K-fee bean belt

Capsule for capsule, K-fee offers you a fascinating taste experience. We use only carefully selected raw beans from the world's best coffee growing regions for our coffee specialities. However, where exactly are those regions and how is coffee actually farmed? To answer these questions, we would like to take you on a journey along the "Bean Belt". Your next coffee from your K-fee capsule machine is bound to taste even better on your return!

THE BEAN BELT

If you've never heard of the "Bean Belt" before, it's a term used to describe the very special regions that lie 30 degrees north and south along the equator. They offer precisely the perfect conditions for growing coffee. Besides well-known coffee producing nations such as Brazil, Ethiopia or Vietnam, the Bean Belt also includes exotic countries such as Jamaica, Madagascar or Papua New Guinea. World-wide, around 70 countries lie in the Bean Belt, where the two economically relevant varieties Arabica and Robusta are farmed.

However, besides the right geographic location, coffee plants also need a moderate climate without temperature extremes and plenty of rainfall, and the right soil conditions to flourish.
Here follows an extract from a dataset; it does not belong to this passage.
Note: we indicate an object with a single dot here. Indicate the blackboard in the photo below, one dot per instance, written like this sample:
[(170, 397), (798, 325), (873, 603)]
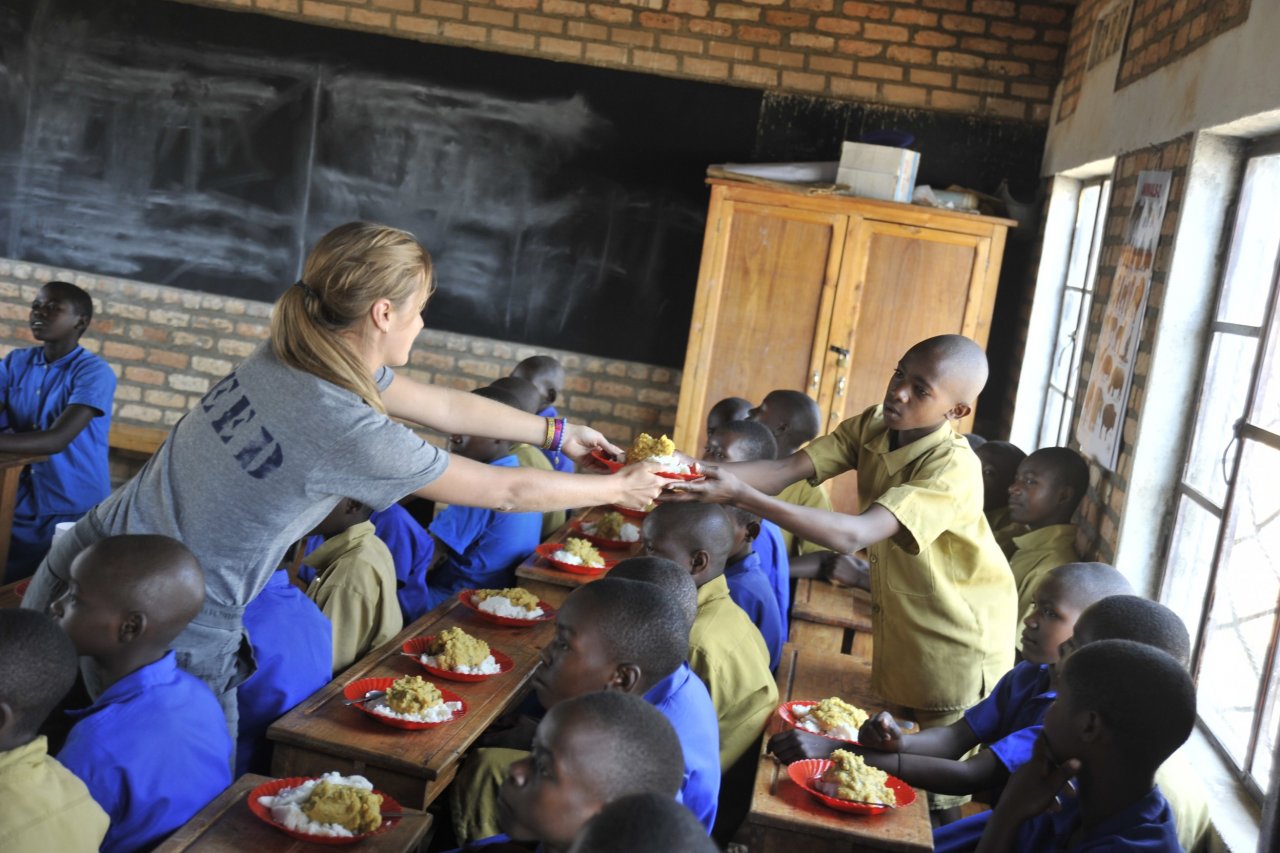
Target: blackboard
[(563, 204)]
A LOT OF WORK UNTIL THE HARVEST

K-fee Coffee Plant

On average, four years pass before a coffee plant bears its red fruit with the pits that we refer to as coffee beans for the first time and therefore before the first harvest – a very long time during which the coffee farmer has to invest a lot of his time into ensuring that the coffee plant grows perfectly.
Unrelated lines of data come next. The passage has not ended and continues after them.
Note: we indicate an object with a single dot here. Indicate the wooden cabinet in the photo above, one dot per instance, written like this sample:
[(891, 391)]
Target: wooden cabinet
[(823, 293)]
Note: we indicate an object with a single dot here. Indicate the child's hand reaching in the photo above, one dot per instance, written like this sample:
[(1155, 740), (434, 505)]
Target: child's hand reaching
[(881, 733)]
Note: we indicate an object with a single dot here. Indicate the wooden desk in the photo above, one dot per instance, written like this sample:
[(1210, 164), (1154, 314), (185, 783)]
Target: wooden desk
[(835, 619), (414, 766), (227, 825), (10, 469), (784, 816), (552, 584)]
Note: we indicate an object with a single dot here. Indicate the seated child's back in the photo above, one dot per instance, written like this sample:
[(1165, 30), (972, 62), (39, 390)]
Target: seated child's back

Growing and farming coffee plants calls for a lot of manual work, patience and meticulousness. At the beginning, the seeds are grown in special beds. After a few weeks, the seedlings are then transplanted into specially prepared single containers. After they have been carefully tended for around eight months, they can then be planted in the ground on a plantation.

Over time, the coffee plant grows rapidly. Particular varieties would even grow to around 8–10 metres high if left unpruned. However, the plants are constantly pruned to keep their size down to 1.5 to 2 metres, which on the one hand has a positive effect on the yield and on the other also makes the harvest easier for the pickers. After around four years, the time has come at last: the coffee plant finally bears its juicy, red cherries, and they can be harvested, along with their pits, the coffee beans, for the first time.
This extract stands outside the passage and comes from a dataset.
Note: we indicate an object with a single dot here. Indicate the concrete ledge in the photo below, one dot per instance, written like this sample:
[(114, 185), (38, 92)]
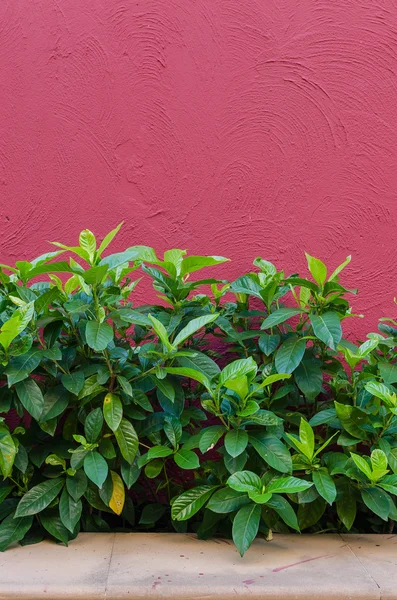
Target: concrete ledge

MORE THAN 1000 DIFFERENT AROMAS

Similar to wine, the way coffee tastes can also differ widely, depending on where and how it was grown. Studies prove that coffee beans even contain more than 1000 different aromas – from fruity, flowery nuances to nutty-chocolaty touches. These high quality, complex raw coffee beans offer our roasters at K-fee the perfect basis for bringing the right coffee for each taste into the capsule.